А если считать извечность влияния, то я сам являюсь представителем «низших», что не мешает мне критически осмыслять и опротестовывать господствующие направления мысли. Тут можно заметить о ещё одной проблеме, существующей в современном обществе. Это проблема отоваривания, рекуперации искусства. Когда художник творит не для себя, а на продажу, он производит отчуждаемый товар, который современными средствами индустриального производства тиражируется до статуса ширпотребной банальности, в полном соответствии с Беньямином.

Но дело всё равно остается не столько в средствах, но в каждом отдельно взятом художнике. В наш век они стали совершенно жалкими, их пауперизация, ещё пятьдесят лет назад бывшая вопросом времени, наконец, свершилась. Они унижаются и торгуют своими чувствами, сдают свой труд внаём кому угодно, окончательно сливаясь с рабочим классом.


Впрочем, мы отвлеклись. Самое возмутительное сегодня это то, что описанное неполноценное и кастрированное искусство выдается за «лучшее», за самое глубокое и прогрессивное, и превращает в идиотов самих зрителей. Тревожно и то, что далеко не самые глупые люди периодически попадаются в ловушку «приобщения к культуре», опосля чего деградируют прямо и явно. Они ищут духовных богатств, но находят только чаны с дерьмом.
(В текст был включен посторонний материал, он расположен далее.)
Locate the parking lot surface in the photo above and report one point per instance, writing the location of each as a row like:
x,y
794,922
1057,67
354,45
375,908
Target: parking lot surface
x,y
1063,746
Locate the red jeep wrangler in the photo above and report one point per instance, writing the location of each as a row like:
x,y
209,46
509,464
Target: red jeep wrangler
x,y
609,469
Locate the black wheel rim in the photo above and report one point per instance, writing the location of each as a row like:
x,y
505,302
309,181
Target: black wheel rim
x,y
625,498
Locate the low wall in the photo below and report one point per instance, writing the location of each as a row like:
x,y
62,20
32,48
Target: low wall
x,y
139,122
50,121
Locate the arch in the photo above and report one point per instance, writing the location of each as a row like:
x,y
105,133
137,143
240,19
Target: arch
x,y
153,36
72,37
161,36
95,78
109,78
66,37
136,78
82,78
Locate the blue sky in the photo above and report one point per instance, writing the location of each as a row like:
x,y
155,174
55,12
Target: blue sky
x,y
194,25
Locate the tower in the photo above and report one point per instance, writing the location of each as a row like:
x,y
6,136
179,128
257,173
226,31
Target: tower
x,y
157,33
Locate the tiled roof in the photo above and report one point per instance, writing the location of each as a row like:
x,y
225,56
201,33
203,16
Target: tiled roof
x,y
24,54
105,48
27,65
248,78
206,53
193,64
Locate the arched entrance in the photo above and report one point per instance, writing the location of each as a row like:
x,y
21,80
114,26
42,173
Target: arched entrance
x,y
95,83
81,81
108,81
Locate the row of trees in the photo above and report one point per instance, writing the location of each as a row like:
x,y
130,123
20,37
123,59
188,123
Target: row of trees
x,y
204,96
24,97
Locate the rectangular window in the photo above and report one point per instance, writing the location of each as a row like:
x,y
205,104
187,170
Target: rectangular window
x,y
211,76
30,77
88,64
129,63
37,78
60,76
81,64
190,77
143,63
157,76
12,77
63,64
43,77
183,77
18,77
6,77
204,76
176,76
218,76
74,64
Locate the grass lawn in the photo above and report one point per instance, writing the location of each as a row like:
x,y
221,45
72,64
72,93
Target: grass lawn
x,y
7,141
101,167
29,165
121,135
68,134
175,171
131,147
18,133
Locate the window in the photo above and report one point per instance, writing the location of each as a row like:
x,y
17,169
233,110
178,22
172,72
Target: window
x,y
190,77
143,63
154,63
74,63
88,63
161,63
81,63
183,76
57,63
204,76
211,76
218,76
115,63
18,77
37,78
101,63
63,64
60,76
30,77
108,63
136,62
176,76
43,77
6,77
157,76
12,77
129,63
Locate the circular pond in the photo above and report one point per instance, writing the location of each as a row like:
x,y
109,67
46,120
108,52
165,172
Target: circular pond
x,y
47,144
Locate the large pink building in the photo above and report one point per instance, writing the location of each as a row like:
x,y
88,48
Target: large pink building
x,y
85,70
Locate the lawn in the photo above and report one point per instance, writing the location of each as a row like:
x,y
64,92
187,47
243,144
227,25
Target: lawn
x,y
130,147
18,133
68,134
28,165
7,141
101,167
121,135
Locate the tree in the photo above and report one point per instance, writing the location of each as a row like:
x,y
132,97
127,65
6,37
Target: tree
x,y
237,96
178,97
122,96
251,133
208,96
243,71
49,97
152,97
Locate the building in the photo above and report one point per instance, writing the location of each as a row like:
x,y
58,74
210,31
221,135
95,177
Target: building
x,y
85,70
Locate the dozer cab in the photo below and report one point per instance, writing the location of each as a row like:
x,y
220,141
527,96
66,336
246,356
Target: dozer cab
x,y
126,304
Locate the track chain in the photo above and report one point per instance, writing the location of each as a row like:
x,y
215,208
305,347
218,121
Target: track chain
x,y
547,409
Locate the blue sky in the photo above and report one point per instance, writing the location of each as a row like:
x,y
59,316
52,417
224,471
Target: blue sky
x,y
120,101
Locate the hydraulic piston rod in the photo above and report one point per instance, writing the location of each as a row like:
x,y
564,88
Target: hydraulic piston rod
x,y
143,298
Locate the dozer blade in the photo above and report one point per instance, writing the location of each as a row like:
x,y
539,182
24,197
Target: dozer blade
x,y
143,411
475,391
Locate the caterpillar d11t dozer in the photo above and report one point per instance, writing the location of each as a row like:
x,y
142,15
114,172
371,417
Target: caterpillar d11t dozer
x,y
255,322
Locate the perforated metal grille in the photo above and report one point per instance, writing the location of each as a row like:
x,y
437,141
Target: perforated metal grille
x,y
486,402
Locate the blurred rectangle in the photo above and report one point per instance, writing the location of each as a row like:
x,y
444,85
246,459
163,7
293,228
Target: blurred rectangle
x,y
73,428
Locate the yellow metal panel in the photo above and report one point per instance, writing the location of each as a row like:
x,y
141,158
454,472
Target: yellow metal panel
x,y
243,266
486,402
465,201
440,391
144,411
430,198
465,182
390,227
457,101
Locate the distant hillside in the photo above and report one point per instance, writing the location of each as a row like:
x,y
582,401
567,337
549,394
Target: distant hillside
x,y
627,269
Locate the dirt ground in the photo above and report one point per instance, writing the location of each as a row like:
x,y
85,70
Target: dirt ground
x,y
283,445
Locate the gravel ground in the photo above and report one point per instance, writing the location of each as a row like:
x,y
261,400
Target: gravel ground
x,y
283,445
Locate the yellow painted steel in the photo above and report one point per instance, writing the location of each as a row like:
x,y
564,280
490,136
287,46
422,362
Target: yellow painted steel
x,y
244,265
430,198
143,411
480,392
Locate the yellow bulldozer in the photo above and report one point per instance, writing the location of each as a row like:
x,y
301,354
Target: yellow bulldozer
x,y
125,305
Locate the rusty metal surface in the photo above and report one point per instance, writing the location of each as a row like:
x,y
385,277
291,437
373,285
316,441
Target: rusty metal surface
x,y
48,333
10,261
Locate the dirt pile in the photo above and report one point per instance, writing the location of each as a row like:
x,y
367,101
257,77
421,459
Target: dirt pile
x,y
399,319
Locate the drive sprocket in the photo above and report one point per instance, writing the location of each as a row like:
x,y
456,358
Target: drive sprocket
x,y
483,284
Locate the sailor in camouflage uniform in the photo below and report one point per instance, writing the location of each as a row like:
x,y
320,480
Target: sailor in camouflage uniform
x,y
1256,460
Широкие же массы и вовсе совершенно беззащитны перед таким изощренным оружием отупления.

Подобный декаданс мысли характерен не только для искусства, но и для той же философии. Человек малограмотный тут же бросается на самый тиражируемый, а значит на самый безопасный для буржуазии товар: Ницше, Хайдеггера, Витгеншейна и прочих безобидных ягнят, эпигоны которых и помыслить не смеют о восстании против современного порядка вещей. Кто поумнее заглядывает в глубину веков, но и там он ищет наиболее банальных и понятных истин: Платон, Аристотель, Бэкон, Кант бесполезны сегодня, зато легки и понятны человеку, которому весь модерн известен заочно, на уровне подсознательного априорного. Здесь нельзя говорить о субъективных воззрениях отдельных людей — наклонности личности определяются её информационным и общественным окружением. И так уж сложилось исторически, что сегодня тон инфошума и общественные настроения задаются полными и беспросветными идиотами.